Personne ne les fréquente

Au hameau du Pigeonnier, distant de deux kilomètres du centre du village, les portes restent volontiers fermées pour qui sonne à la porte ces temps-ci. « Ce qui est à la traverse de la grotte* reste à la traverse de la grotte », lâche une voisine, retraitée, depuis le pas de sa porte. À quelques maisons de là, dans ce coin de colline rongé par l’urbanisation et gagné par les constructions de villas, une seconde voisine se montre un peu plus bavarde : « Je suis née ici, au Pigeonnier, et j’ai 70 ans. Mon fils avait pour chef scout Philippe, le grand-père d’Emile. Il m’en parlait peu à vrai dire, mais n’a jamais rapporté de problème non plus. Ça lui a plu les scouts, il en a même gardé des amis. Cela dit, je ne lui ai jamais vraiment parlé, à Philippe, et de toute ma vie je n’ai vu sa femme qu’une seule fois. Ce sont des gens discrets, enfin, vous savez, les villages, surtout les hameaux, ce n’est plus ce que c’était. »

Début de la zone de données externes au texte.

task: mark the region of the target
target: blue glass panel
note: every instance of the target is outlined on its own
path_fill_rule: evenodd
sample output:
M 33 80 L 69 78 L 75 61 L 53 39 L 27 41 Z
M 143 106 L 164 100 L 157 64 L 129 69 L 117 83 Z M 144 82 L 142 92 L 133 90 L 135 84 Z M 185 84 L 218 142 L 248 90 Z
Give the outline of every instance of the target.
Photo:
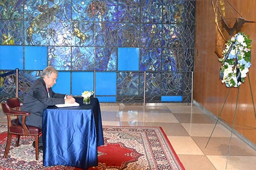
M 97 95 L 115 95 L 115 73 L 96 73 L 96 93 Z
M 84 91 L 93 90 L 93 72 L 72 72 L 72 95 L 81 96 Z
M 21 46 L 0 46 L 0 69 L 23 69 L 23 50 Z
M 182 96 L 165 96 L 161 97 L 162 101 L 181 101 Z
M 52 87 L 52 90 L 56 93 L 70 94 L 70 72 L 59 72 L 56 83 Z
M 100 102 L 115 102 L 116 97 L 113 96 L 97 96 Z
M 139 51 L 138 48 L 119 48 L 118 70 L 138 71 Z
M 47 66 L 47 47 L 25 46 L 25 69 L 43 70 Z

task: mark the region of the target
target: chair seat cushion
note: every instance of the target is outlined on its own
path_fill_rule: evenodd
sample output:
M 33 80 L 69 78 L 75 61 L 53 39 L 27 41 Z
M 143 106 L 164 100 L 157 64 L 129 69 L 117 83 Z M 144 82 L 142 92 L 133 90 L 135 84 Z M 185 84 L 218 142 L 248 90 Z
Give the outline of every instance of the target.
M 42 129 L 39 128 L 30 126 L 27 126 L 27 127 L 28 129 L 29 133 L 31 135 L 38 135 L 42 132 Z M 23 129 L 22 125 L 15 125 L 10 127 L 9 132 L 16 134 L 23 135 Z
M 19 122 L 19 119 L 18 118 L 13 119 L 11 120 L 11 124 L 13 125 L 20 125 Z

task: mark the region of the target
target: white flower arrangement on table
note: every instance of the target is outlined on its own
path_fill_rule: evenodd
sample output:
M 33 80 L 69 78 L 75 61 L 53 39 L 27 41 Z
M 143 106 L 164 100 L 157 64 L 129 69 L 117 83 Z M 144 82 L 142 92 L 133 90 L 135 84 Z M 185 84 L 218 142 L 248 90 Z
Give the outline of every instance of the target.
M 251 42 L 248 35 L 238 32 L 226 43 L 223 58 L 218 60 L 222 62 L 220 78 L 226 87 L 237 87 L 245 82 L 251 66 Z
M 82 97 L 84 97 L 83 101 L 84 103 L 85 102 L 89 102 L 89 100 L 90 97 L 92 97 L 92 95 L 94 94 L 94 91 L 85 91 L 82 93 Z

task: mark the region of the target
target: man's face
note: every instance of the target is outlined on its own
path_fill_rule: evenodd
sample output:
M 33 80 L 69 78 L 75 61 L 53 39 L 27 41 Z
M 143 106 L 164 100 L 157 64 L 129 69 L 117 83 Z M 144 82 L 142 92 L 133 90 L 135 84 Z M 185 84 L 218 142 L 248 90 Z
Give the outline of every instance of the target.
M 57 79 L 57 74 L 55 73 L 52 73 L 49 78 L 48 78 L 47 76 L 46 76 L 44 77 L 44 80 L 48 88 L 50 88 L 53 86 L 54 84 L 56 83 L 56 80 Z

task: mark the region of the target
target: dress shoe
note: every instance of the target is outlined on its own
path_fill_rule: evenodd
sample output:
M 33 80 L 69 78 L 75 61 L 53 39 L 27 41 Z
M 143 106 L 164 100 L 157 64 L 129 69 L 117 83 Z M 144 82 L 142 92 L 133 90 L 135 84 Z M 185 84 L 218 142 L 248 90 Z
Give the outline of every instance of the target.
M 33 147 L 34 148 L 35 148 L 35 141 L 33 142 L 33 143 L 32 144 L 32 146 L 33 146 Z M 43 153 L 43 146 L 39 146 L 38 147 L 38 150 L 39 150 L 39 153 Z

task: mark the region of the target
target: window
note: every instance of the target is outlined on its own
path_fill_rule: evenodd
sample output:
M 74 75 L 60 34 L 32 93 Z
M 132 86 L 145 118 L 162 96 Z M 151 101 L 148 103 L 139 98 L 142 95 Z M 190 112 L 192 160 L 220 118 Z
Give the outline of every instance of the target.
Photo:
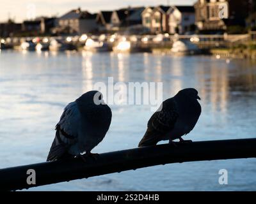
M 145 17 L 145 22 L 146 24 L 150 24 L 150 17 Z
M 161 22 L 161 19 L 159 17 L 156 17 L 155 18 L 155 22 L 157 24 L 159 24 Z
M 184 17 L 184 21 L 188 21 L 189 20 L 189 17 Z

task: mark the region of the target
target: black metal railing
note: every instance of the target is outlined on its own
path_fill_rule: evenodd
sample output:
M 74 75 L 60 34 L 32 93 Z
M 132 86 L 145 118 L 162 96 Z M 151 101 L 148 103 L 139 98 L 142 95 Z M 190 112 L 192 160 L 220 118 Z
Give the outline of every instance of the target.
M 159 145 L 0 170 L 0 190 L 13 191 L 168 163 L 256 157 L 256 138 Z M 27 183 L 28 170 L 36 184 Z M 134 173 L 136 173 L 134 172 Z

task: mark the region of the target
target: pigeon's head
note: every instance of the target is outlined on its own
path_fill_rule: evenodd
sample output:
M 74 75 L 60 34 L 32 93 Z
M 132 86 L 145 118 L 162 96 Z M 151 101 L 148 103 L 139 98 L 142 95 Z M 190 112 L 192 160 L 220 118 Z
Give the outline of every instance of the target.
M 201 99 L 198 96 L 198 92 L 193 88 L 182 89 L 178 92 L 177 96 L 192 100 Z
M 102 94 L 97 91 L 90 91 L 81 96 L 77 100 L 79 104 L 85 105 L 88 104 L 105 104 Z

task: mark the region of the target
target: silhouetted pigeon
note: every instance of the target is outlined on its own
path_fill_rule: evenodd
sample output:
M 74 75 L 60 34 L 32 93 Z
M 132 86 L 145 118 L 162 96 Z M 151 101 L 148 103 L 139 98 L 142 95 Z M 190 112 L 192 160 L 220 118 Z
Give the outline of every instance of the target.
M 89 91 L 69 103 L 56 126 L 47 161 L 81 156 L 84 152 L 86 156 L 93 156 L 91 150 L 104 138 L 111 117 L 111 110 L 100 92 Z
M 148 122 L 147 130 L 139 147 L 156 145 L 161 140 L 180 139 L 195 127 L 201 113 L 200 99 L 195 89 L 180 91 L 174 97 L 163 102 Z

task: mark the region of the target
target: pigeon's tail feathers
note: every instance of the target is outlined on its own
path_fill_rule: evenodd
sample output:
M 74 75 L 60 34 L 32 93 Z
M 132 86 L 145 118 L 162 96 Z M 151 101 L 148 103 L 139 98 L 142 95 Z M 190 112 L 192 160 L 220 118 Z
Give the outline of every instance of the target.
M 140 142 L 139 147 L 156 145 L 159 142 L 158 134 L 154 131 L 147 131 L 142 140 Z
M 60 159 L 68 150 L 67 145 L 63 143 L 60 143 L 58 141 L 58 138 L 60 138 L 58 136 L 60 135 L 60 131 L 57 131 L 56 134 L 56 136 L 55 136 L 54 140 L 51 147 L 47 161 L 51 161 Z

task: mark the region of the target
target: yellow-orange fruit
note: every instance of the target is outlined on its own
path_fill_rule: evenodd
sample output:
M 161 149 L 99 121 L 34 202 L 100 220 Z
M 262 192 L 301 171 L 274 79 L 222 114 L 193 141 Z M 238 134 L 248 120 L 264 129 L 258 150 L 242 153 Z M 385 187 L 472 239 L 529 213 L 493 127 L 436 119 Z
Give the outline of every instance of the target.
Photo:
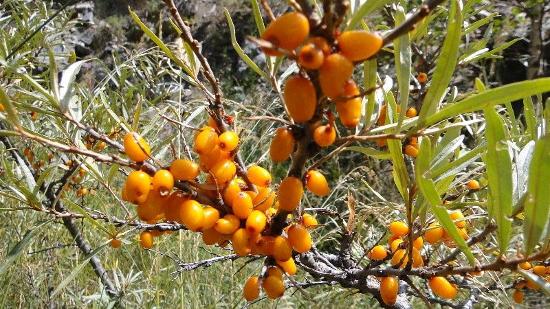
M 424 240 L 430 244 L 434 244 L 443 238 L 443 229 L 439 225 L 439 222 L 434 222 L 430 224 L 428 228 L 424 233 Z
M 384 277 L 380 282 L 380 296 L 388 306 L 393 306 L 397 301 L 399 282 L 395 277 Z
M 359 88 L 358 88 L 357 84 L 350 78 L 344 84 L 343 95 L 351 98 L 336 102 L 336 111 L 338 112 L 340 122 L 348 128 L 357 126 L 361 121 L 362 99 L 361 97 L 355 97 L 359 94 Z
M 260 187 L 267 187 L 271 184 L 271 174 L 261 166 L 250 166 L 247 176 L 250 182 Z
M 153 176 L 153 190 L 164 194 L 168 194 L 174 187 L 174 176 L 167 170 L 159 170 Z
M 239 135 L 233 131 L 226 131 L 218 137 L 218 147 L 223 151 L 232 151 L 239 145 Z
M 382 47 L 382 36 L 367 30 L 345 31 L 338 38 L 340 53 L 351 61 L 372 57 Z
M 231 160 L 221 160 L 212 167 L 210 172 L 214 175 L 214 178 L 218 184 L 226 183 L 234 177 L 236 172 L 235 163 Z
M 331 192 L 331 188 L 329 187 L 329 183 L 324 176 L 314 170 L 307 172 L 305 176 L 305 187 L 314 194 L 320 196 L 329 195 Z
M 145 172 L 135 170 L 128 175 L 124 186 L 128 201 L 133 204 L 141 204 L 151 190 L 151 178 Z
M 218 144 L 218 135 L 212 130 L 205 130 L 195 138 L 195 152 L 198 154 L 210 152 Z
M 233 199 L 233 214 L 239 219 L 246 219 L 254 210 L 252 199 L 245 192 L 239 192 Z
M 388 250 L 386 246 L 377 244 L 368 251 L 366 256 L 373 260 L 384 260 L 388 256 Z
M 199 231 L 204 228 L 204 209 L 195 200 L 188 200 L 182 204 L 179 209 L 182 221 L 190 231 Z
M 256 300 L 260 297 L 260 281 L 258 277 L 252 276 L 246 280 L 243 288 L 243 297 L 248 301 Z
M 390 223 L 390 232 L 398 236 L 405 236 L 408 233 L 407 224 L 402 221 L 393 221 Z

Notre interlocutrice explique aussi que la grand-mère de Philippe, dont la garde à vue pour « homicide volontaire » et « recel de cadavre » a été prolongée de 24 heures ce mercredi matin, avait fait le catéchisme à son fils. Si aucun ne semble rien savoir de la vie intra-familiale des Vedovini, personne n’ignore cependant qu’il s’agissait d’une famille extrêmement croyante. « La mère a fait l’école à la maison pour ses dix enfants, puis à partir de la sixième, quand la scolarisation devient obligatoire, les envoyait au collège privé du Sacré-Cœur, à Aix », croit savoir un habitant.

« C’est mon kiné, mais comme voisin c’est “bonjour-bonsoir” »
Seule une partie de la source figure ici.